The other component of this is one I've written about frequently--that we pay lip service to being family friendly but rarely are actually tolerant of children in our vicinity. The Victorian idea that children should be seen but not heard still reigns. Sitting still in stuffy church is right up there. But unless a child is actively engaged, sitting still is not something that's going to occur naturally until elementary school. Yet we still have so many places in our culture where children don't feel welcome. Granted, I've been on the other side of this issue, too, with breastfeeding. As parents, we need to recognize that there are appropriate places and situations for childcare. It's not appropriate to change your child's diaper on the bench at the mall. In the back of our Subaru in the parking lot? Another story!
But the current trend of making churches child-friendly places where some running around during the service is ok. Crying? Certainly. No longer are kids banned to the nursery or Sunday school while the adults pray and sing hymns. Especially if we want to teach kids appropriate mature behavior, it's important we take them to the places we want to them to adapt to and let them soak in appropriate behavior. While, of course, recognizing that kids will be kids. They're supposed to be outside, running around, screaming at the tops of their lungs.
Ours have been trapped inside for weeks while the snow and cold rages outdoors. So yesterday's 49 degree temps got us out on the front walkway in the courtyard for some hard play. It was beautiful, completely age-appropriate, and we all had a great time.
We cannot simultaneously complain about low test scores and our children failing academically when we do not set them up for success. Asking children to sit in a chair doing cold science, memorizing, or taking a test is much different than experiential learning, science that teaches them to ask the questions, or letting them be creative in showing what they've learned. I'll explore these last ideas in another post later maybe. But if you want to look at why our students are struggling, it's not their fault. If I ask my dog to recite Shakespeare I'm probably not going to get much out of my dog, either. But if I find the right reward and ask my dog to crawl through a tunnel to get a tennis ball, I may have some luck.

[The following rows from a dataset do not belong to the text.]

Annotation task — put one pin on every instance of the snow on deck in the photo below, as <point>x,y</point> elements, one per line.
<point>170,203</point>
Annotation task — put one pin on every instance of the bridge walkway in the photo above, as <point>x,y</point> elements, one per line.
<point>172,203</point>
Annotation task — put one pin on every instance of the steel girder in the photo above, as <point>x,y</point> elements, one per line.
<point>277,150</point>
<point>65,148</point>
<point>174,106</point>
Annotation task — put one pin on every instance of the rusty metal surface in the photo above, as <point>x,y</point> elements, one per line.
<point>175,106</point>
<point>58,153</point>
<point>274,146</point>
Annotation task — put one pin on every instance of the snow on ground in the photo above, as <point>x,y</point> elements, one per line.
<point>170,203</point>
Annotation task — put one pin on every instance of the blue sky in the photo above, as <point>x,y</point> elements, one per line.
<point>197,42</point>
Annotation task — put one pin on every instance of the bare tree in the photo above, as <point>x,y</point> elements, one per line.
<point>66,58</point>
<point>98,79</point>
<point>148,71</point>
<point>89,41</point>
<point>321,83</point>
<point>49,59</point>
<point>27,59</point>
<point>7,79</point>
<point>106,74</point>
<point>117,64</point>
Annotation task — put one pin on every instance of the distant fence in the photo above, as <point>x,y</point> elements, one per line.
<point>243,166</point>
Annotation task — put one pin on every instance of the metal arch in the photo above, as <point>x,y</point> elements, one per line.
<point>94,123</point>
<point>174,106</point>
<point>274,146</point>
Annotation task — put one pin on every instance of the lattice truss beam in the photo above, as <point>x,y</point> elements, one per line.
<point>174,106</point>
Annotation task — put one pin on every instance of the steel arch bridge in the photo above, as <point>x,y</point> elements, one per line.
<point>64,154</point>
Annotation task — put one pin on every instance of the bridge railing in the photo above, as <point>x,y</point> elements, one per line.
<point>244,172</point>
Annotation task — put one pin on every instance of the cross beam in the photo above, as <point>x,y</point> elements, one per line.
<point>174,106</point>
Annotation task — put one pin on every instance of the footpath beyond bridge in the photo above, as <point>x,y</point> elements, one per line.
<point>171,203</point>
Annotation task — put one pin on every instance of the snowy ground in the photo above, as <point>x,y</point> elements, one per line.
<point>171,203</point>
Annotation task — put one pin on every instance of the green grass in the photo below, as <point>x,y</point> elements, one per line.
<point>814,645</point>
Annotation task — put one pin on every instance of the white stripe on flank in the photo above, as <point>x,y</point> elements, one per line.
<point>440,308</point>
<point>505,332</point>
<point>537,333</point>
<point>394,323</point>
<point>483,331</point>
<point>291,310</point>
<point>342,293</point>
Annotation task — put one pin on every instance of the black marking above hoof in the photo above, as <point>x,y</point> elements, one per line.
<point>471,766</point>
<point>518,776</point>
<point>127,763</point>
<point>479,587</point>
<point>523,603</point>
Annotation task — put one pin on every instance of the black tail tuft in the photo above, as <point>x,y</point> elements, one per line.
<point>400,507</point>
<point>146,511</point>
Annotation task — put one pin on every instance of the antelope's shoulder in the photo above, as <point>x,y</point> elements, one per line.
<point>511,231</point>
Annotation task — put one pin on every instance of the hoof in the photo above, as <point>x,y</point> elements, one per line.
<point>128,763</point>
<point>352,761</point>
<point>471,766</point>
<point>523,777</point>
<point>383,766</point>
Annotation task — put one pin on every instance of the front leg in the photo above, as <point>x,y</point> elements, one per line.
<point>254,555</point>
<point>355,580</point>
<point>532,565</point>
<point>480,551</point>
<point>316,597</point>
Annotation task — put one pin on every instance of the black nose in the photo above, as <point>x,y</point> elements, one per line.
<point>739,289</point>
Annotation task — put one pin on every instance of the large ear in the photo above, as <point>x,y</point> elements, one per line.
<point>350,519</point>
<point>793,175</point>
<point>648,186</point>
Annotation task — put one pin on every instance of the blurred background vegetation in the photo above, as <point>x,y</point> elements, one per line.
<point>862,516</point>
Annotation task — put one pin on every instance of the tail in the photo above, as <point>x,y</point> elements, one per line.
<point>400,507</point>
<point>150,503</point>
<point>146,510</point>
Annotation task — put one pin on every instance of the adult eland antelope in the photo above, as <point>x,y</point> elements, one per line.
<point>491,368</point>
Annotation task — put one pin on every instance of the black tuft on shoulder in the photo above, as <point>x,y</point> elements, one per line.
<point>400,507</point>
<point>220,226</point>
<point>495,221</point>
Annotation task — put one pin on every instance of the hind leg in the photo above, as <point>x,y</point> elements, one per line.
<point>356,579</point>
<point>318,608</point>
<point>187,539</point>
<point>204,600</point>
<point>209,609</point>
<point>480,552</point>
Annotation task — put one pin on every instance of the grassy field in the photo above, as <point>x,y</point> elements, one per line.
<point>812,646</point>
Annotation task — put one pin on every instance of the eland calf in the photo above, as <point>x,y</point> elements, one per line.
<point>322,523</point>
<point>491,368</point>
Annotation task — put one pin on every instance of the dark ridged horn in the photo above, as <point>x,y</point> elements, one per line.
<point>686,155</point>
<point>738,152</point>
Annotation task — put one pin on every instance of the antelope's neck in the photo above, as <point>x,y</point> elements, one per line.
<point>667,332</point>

It's time we stop viewing our children as tiny "adults in training" and view them as children who have very different needs. We need to stop watering our garden with juice thinking the plants will grow tall and produce fruit. If you want a good harvest, you need good soil, water, sunlight.
Maybe it's not our children who aren't behaving...maybe it's the adults trying to force a square peg in a round hole.
For my part, I take a very natural view of children and a very family-friendly view of society and how it should treat parents and kids. I'm against the tide of testing kindergarteners, pushing preschoolers towards academic excellence, and putting our children in longer and longer school days while we ignore physical education, their holistic (and mental) health, and the need for children to have open, active play to stimulate their growing brains.
That's not just my parenting skills talking. It's also my psychology degree talking. Concepts, especially for young children, aren't set in rigid ways like they are for adults. The brain connections are more easily made, but also looser. It's why kids can pick up a second (or third or fourth) language so easily while adults cannot. It's also why imagination, creativity, and flexibility are so important with children. Play is what drives learning the concept.
I'm a big fan of the American Library Association's Early Literacy initiatives for that very reason. It's not about teaching your baby to read. Even the idea that we're going to send kindergarteners to all-day school to work on letters and numbers is not backed up by the basics of developmental psychology. What we can work on is the concept of reading...introducing our children to books, letting them love the feel of a story and the pages, learning right ways to hold a book, that stories have a beginning, middle, and end. We can let them play with reading back to us...even if the story is nonsense. It all prepares them with literacy skills they'll need much further down the road. In some ways, I'd argue these skills are more important than being able to recognize the letter A.
The other component of this is one I've written about frequently--that we pay lip service to being family friendly but rarely are actually tolerant of children in our vicinity. The Victorian idea that children should be seen but not heard still reigns. Sitting still in stuffy church is right up there. But unless a child is actively engaged, sitting still is not something that's going to occur naturally until elementary school. Yet we still have so many places in our culture where children don't feel welcome. Granted, I've been on the other side of this issue, too, with breastfeeding. As parents, we need to recognize that there are appropriate places and situations for childcare. It's not appropriate to change your child's diaper on the bench at the mall. In the back of our Subaru in the parking lot? Another story!
But the current trend of making churches child-friendly places where some running around during the service is ok. Crying? Certainly. No longer are kids banned to the nursery or Sunday school while the adults pray and sing hymns. Especially if we want to teach kids appropriate mature behavior, it's important we take them to the places we want to them to adapt to and let them soak in appropriate behavior. While, of course, recognizing that kids will be kids. They're supposed to be outside, running around, screaming at the tops of their lungs.
Ours have been trapped inside for weeks while the snow and cold rages outdoors. So yesterday's 49 degree temps got us out on the front walkway in the courtyard for some hard play. It was beautiful, completely age-appropriate, and we all had a great time.
We cannot simultaneously complain about low test scores and our children failing academically when we do not set them up for success. Asking children to sit in a chair doing cold science, memorizing, or taking a test is much different than experiential learning, science that teaches them to ask the questions, or letting them be creative in showing what they've learned. I'll explore these last ideas in another post later maybe. But if you want to look at why our students are struggling, it's not their fault. If I ask my dog to recite Shakespeare I'm probably not going to get much out of my dog, either. But if I find the right reward and ask my dog to crawl through a tunnel to get a tennis ball, I may have some luck.
It's time we stop viewing our children as tiny "adults in training" and view them as children who have very different needs. We need to stop watering our garden with juice thinking the plants will grow tall and produce fruit. If you want a good harvest, you need good soil, water, sunlight.
Maybe it's not our children who aren't behaving...maybe it's the adults trying to force a square peg in a round hole.